It's just scary to think that your logging daemon can cause so much damage!

On Tue, Jul 26, 2016 at 6:48 PM, Joao Eduardo Luis <joao@xxxxxxx> wrote:
On 07/26/2016 06:27 PM, Sergio A. de Carvalho Jr. wrote:

(Just realised I originally replied to Sean directly, so reposting here

for posterity).

Bingo!

wow. This didn't even cross my mind. D:

Thanks for sharing.

I turned off syslog and the monitors quickly reached quorum and

everything seems back to normal. Thanks so much, Sean.

Luckily this is a test cluster. I wonder how I could catch this in a

production cluster before our support engineers spend a day trying to

track the problem down.

Only way I can see to deal with this sort of thing would be to log to syslog on a separate thread and have said thread monitoring the latency when writing to syslog.

I don't think currently there's any support for that. I'll try to get something concocted this week, mostly for the fun of it.

  -Joao

Any ideas?

On Tue, Jul 26, 2016 at 12:28 PM, Sean Crosby

<richardnixonshead@xxxxxxxxx <mailto:richardnixonshead@xxxxxxxxx>> wrote:

    Hi Sergio,

    You don't happen to have rsyslog forwarding to a central log server

    by any chance?

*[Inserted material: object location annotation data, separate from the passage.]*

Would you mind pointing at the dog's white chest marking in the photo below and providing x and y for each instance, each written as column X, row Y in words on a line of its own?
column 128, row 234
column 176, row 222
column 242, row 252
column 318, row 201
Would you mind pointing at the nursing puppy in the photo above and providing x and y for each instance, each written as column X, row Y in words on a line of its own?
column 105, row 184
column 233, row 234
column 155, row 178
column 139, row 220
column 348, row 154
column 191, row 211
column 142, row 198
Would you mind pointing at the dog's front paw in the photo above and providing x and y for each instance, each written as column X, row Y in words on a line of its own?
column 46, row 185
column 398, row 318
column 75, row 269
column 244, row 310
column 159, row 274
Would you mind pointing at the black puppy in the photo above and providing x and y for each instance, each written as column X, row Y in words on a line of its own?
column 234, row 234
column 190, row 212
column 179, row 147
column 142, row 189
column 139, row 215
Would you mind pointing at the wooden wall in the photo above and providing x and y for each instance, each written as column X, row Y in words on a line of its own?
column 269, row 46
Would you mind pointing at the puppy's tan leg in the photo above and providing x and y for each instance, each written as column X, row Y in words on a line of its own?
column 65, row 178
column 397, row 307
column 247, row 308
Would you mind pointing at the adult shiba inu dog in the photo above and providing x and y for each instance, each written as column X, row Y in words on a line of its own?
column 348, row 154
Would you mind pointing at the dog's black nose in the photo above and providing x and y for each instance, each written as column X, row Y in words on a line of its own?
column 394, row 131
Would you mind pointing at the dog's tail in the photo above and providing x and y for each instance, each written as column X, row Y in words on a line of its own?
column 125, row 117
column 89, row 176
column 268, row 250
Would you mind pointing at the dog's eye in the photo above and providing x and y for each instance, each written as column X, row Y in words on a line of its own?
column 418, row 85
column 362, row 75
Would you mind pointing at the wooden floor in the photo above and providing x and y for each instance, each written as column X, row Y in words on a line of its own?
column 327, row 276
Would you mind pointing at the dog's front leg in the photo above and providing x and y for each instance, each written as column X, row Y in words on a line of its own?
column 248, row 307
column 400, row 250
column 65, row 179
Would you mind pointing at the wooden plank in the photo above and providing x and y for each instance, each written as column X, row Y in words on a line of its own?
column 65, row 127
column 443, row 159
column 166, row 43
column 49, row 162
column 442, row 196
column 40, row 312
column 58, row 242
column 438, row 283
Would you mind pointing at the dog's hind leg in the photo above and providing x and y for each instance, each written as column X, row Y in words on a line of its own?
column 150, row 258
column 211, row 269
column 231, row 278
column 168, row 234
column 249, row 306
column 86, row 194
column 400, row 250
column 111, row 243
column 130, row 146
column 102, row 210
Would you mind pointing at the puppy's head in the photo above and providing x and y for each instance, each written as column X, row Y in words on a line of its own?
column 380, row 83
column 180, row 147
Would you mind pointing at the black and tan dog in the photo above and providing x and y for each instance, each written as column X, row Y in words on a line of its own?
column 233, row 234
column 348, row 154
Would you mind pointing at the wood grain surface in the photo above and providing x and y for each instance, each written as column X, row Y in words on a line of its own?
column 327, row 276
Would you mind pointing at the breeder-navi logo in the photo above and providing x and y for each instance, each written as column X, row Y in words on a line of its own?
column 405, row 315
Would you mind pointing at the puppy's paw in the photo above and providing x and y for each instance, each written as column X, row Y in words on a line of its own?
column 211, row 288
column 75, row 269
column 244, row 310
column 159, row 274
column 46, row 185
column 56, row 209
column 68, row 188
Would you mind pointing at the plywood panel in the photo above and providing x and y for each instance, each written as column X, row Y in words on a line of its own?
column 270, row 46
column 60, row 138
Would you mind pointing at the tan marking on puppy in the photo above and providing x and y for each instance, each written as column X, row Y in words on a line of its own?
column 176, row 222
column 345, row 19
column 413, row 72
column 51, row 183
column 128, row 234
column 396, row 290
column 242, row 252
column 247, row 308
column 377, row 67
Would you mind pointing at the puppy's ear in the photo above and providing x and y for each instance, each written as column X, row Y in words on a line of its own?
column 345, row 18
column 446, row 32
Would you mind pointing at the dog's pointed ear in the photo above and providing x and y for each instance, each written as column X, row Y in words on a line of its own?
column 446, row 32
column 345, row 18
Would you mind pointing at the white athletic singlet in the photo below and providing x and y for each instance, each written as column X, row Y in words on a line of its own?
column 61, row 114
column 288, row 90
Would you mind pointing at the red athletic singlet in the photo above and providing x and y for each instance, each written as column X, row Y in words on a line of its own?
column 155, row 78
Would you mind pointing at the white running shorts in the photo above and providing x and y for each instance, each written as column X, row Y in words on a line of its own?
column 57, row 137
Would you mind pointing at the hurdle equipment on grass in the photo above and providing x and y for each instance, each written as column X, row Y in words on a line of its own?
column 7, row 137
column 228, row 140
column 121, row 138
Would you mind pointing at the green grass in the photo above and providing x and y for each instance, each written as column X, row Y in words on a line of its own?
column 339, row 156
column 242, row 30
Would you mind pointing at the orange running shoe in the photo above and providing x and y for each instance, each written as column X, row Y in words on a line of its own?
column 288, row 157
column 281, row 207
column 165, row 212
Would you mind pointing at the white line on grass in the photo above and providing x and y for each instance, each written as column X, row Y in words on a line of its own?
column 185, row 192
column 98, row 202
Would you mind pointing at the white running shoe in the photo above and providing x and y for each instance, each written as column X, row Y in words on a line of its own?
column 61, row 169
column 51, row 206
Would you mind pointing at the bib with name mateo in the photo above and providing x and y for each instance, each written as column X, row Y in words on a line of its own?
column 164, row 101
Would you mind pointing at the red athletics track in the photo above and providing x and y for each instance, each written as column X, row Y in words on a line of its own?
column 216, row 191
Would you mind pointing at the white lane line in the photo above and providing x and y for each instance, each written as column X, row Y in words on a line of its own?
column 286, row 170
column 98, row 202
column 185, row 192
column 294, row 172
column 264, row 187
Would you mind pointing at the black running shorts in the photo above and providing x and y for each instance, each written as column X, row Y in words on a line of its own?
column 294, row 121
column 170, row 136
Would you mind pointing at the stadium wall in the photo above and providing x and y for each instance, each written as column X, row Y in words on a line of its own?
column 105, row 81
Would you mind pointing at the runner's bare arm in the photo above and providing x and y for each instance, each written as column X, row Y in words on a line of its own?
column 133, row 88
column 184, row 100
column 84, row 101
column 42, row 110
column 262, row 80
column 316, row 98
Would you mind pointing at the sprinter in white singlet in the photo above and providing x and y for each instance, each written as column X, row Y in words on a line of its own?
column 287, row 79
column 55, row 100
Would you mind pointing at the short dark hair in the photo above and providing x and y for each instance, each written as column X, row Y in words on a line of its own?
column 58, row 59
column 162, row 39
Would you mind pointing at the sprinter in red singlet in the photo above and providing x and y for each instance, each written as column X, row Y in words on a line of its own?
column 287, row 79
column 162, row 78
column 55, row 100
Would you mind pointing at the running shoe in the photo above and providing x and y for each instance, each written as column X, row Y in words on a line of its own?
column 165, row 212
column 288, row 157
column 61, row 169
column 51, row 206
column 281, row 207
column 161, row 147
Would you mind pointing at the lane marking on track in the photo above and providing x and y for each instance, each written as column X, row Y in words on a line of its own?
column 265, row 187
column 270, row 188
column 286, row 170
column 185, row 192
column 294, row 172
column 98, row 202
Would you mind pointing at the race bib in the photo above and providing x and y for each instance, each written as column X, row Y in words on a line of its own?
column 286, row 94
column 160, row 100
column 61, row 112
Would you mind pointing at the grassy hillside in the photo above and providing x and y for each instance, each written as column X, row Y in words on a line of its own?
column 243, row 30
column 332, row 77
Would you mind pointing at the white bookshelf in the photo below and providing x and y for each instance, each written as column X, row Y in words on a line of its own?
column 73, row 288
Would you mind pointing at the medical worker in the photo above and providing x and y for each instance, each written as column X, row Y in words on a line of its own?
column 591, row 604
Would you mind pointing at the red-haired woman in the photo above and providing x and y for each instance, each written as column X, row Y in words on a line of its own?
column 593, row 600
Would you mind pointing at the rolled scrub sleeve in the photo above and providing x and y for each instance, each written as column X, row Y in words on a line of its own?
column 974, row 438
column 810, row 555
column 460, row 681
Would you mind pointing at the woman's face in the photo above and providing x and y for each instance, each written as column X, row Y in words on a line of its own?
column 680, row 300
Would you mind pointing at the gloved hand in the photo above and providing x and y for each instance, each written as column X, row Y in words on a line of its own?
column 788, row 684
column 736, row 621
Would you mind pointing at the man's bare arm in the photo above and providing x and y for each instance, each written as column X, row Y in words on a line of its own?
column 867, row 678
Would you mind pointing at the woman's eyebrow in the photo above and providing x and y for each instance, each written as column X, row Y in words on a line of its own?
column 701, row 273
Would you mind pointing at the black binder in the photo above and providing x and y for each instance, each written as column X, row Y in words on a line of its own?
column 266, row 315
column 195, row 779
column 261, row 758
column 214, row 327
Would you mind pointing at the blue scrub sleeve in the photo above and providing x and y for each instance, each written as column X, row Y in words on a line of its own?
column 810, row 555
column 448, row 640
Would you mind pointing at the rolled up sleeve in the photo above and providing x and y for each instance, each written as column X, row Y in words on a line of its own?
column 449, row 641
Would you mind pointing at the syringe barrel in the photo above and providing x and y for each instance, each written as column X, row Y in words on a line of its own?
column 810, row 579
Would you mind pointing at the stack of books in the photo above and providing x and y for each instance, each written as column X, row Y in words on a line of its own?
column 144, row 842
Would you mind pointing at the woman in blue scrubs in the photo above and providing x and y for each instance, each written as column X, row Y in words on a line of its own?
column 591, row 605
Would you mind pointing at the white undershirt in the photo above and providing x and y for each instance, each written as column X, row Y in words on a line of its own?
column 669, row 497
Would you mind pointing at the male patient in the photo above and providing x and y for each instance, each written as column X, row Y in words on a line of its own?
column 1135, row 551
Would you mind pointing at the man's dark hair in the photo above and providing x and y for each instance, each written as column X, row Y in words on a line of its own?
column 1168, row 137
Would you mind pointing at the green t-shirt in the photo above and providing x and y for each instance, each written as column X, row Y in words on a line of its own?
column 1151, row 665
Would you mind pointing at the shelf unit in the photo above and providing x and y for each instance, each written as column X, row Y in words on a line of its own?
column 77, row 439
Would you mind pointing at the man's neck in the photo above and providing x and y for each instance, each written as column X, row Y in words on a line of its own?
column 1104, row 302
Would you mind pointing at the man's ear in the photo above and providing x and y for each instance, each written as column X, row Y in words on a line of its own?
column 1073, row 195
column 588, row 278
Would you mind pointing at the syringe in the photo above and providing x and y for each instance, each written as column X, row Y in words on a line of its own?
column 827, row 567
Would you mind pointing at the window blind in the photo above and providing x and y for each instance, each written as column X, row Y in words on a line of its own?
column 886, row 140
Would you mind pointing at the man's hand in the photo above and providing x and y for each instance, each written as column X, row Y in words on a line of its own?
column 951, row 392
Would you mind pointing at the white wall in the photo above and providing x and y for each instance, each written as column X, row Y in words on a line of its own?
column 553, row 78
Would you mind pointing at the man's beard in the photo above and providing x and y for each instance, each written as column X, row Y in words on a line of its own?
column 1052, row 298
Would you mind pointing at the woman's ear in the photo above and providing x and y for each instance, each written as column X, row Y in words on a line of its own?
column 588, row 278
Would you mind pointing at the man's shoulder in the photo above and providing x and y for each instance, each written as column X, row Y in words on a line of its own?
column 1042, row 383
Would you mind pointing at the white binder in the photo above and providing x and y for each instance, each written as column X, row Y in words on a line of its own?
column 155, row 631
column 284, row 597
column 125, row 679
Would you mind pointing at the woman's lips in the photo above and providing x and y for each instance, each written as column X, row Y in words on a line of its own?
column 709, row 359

I've seen this behaviour before when my central log

    server is not keeping up with messages.

    Cheers,

    Sean

    On 26 July 2016 at 21:13, Sergio A. de Carvalho Jr.

    <scarvalhojr@xxxxxxxxx <mailto:scarvalhojr@xxxxxxxxx>> wrote:

        I left the 4 nodes running overnight and they just crawled to

        their knees... to the point that nothing has been written to the

        logs in the last 11 hours. So I stopped all monitors this

        morning and started them one by one again, but they're are still

        being extremely slow. Here are their logs:

        <https://gist.github.com/anonymous/85213467f701c5a69c7fdb4e54bc7406><https://gist.github.com/anonymous/85213467f701c5a69c7fdb4e54bc7406><https://gist.github.com/anonymous/85213467f701c5a69c7fdb4e54bc7406>https://gist.github.com/anonymous/85213467f701c5a69c7fdb4e54bc7406

        https://gist.github.com/anonymous/f30a8903e701423825fd4d5aaa651e6a

        https://gist.github.com/anonymous/42a1856cc819de5b110d9f887e9859d2

        https://gist.github.com/anonymous/652bc41197e83a9d76cf5b2e6a211aa2

        I'm still puzzled to see logs being written with a timestamp

        that is several minutes behind the system clock. As time passes,

        the gap widens and quickly the logs are over 10 minutes behind

        the actual time, which explains why the logs  above don't seem

        to overlap.

        On Mon, Jul 25, 2016 at 9:37 PM, Sergio A. de Carvalho Jr.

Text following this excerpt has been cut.